Everybody's Libraries

Making discovery smarter with open data

I’ve just made a significant data enhancement to subject browsing on The Online Books Page.  It improves the concept-oriented browsing of my catalog of online books via subject maps, where users explore a subject along multiple dimensions from a starting point of interest.

Say you’d like to read some books about logic, for instance.  You’d rather not have to go find and troll all the appropriate shelf sections within math, philosophy, psychology, computing, and wherever else logic books might be found in a physical library.  And you’d rather not have to think of all the different keywords used to identify different logic-related topics in a typical online catalog. In my subject map for logic, you can see lots of suggestions of books filed both under “Logic” itself, and under related concepts.  You can go straight to a book that looks interesting, select a related subject and explore that further, or select the “i” icon next to a particular book to find more books like it.
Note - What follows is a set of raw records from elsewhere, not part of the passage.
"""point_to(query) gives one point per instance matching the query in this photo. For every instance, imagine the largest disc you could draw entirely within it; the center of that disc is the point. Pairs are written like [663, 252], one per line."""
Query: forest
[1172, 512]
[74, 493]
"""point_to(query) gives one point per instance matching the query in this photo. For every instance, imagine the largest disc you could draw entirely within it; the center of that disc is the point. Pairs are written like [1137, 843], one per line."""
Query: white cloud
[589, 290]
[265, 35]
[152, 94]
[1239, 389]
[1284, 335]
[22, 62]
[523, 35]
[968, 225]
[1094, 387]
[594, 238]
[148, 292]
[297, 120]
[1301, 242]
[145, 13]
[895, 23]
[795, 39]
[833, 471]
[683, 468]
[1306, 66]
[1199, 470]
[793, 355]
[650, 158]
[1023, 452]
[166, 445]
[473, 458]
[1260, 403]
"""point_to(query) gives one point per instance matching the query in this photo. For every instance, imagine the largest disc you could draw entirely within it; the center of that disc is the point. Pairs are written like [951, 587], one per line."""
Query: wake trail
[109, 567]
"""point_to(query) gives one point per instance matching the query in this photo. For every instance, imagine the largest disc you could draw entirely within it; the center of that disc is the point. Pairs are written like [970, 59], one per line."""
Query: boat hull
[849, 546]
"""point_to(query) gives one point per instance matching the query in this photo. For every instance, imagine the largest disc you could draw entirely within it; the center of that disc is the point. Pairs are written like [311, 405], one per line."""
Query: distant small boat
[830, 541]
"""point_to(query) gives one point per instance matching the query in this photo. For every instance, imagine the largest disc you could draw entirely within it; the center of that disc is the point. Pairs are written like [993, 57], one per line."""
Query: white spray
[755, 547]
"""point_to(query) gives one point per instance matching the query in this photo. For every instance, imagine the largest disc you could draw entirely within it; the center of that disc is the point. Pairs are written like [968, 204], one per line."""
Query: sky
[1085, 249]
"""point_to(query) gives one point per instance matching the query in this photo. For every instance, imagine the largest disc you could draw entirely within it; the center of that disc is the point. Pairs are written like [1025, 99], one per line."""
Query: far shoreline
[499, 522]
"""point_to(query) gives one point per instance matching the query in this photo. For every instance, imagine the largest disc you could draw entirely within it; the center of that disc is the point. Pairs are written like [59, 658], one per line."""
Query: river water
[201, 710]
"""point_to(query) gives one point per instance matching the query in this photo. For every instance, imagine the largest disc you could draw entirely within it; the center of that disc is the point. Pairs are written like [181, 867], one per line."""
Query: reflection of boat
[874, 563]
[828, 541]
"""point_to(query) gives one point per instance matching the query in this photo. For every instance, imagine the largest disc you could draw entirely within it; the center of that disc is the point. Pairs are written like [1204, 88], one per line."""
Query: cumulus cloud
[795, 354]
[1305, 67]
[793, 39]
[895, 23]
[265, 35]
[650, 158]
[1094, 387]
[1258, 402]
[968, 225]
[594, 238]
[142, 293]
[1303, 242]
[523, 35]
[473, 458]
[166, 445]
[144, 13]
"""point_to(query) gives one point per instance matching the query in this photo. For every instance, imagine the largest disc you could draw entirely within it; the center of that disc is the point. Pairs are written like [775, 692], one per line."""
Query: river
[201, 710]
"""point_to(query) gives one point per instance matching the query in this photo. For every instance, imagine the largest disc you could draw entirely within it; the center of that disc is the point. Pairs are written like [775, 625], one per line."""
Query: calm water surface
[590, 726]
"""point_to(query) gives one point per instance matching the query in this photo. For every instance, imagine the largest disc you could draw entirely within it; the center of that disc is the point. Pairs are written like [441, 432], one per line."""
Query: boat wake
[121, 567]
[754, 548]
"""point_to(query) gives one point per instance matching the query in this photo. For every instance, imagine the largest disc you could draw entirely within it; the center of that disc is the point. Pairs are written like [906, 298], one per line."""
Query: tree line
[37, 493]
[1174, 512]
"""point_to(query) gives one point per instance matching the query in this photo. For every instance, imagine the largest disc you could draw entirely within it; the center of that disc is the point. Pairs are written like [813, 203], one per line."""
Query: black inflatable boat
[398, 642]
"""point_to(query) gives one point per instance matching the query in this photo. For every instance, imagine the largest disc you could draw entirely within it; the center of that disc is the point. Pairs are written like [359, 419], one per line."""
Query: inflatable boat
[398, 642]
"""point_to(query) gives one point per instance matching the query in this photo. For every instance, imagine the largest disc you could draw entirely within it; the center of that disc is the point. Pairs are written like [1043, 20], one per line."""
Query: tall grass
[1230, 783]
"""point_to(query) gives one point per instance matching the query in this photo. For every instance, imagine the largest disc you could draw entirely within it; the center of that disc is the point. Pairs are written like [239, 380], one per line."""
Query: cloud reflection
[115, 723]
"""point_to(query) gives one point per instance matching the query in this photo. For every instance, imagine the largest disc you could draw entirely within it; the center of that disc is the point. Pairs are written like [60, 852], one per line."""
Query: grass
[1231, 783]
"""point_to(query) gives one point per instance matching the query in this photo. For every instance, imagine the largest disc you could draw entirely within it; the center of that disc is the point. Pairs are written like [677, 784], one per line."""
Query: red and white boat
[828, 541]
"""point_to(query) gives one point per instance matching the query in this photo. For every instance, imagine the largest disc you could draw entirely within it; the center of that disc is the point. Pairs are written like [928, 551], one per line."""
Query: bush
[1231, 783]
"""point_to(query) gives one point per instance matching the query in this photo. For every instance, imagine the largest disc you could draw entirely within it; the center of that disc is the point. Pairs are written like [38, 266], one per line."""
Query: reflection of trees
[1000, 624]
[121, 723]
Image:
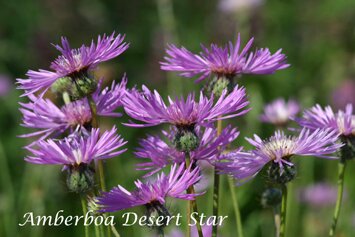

As I’ve noted previously, the relationships and explanations that enable this sort of exploration depend on a lot of data, which has to come from somewhere.  In previous versions of my catalog, most of it came from a somewhat incomplete and not-fully-up-to-date set of authority records in our local catalog at Penn.  But the Library of Congress (LC) has recently made authoritative subject cataloging data freely available on a new website.  There, you can query it through standard interfaces, or simply download it all for analysis.

I recently downloaded their full data set (38 MB of zipped RDF), processed it, and used it to build new subject maps for The Online Books Page.   The resulting maps are substantially richer than what I had before.  My collection is fairly small by the standards of mass digitization– just shy of 40,000 items– but still, the new data, after processing, yielded over 20,000 new subject relationships, and over 600 new notes and explanations, for the subjects represented in the collection.

That’s particularly impressive when you consider that, in some ways, the RDF data is cruder than what I used before.  The RDF schemas that LC uses omit many of the details and structural cues that are in the MARC subject authority records at the Library of Congress (and at Penn).  And LC’s RDF file is also missing many subjects that I use in my catalog; in particular, at present it omits many records for geographic, personal, and organizational names.

Even so, I lost few relationships that were in my prior maps, and I gained many more.  There were two reasons for this:  First of all, LC’s file includes a lot of data records (many times more than my previous data source), and they’re more recent as well.  Second, a variety of automated inference rules– lexical, structural, geographic, and bibliographic– let me create additional links between concepts with little or no explicit authority data.  So even though LC’s RDF file includes no record for Ontario, for instance, its subject map in my collection still covers a lot of ground.

A few important things make these subject maps possible, and will help them get better in the future:

Recently, there’s been a fair bit of debate about whether to treat cataloging data as an open public good, or to keep it more restricted.  The Library of Congress’ catalog data has been publicly accessible online for years, though until recently only you could only get a little a time via manual searches, or pay a large sum to get a one-time data dump.  By creating APIs, using standard semantic XML formats, and providing free, unrestricted data downloads for their subject authority data, LC has made their data much easier for others to use in a variety of ways. It’s improved my online book catalog significantly, and can also improve many other catalogs and discovery applications.  Those of us who use this data, in turn, have incentives to work to improve and sustain it.

Making the LC Subject Headings ontology open data makes it both more useful and more viable as libraries evolve.  I thank the folks at the Library of Congress for their openness with their data, and I hope to do my part in improving and contributing to their work as well.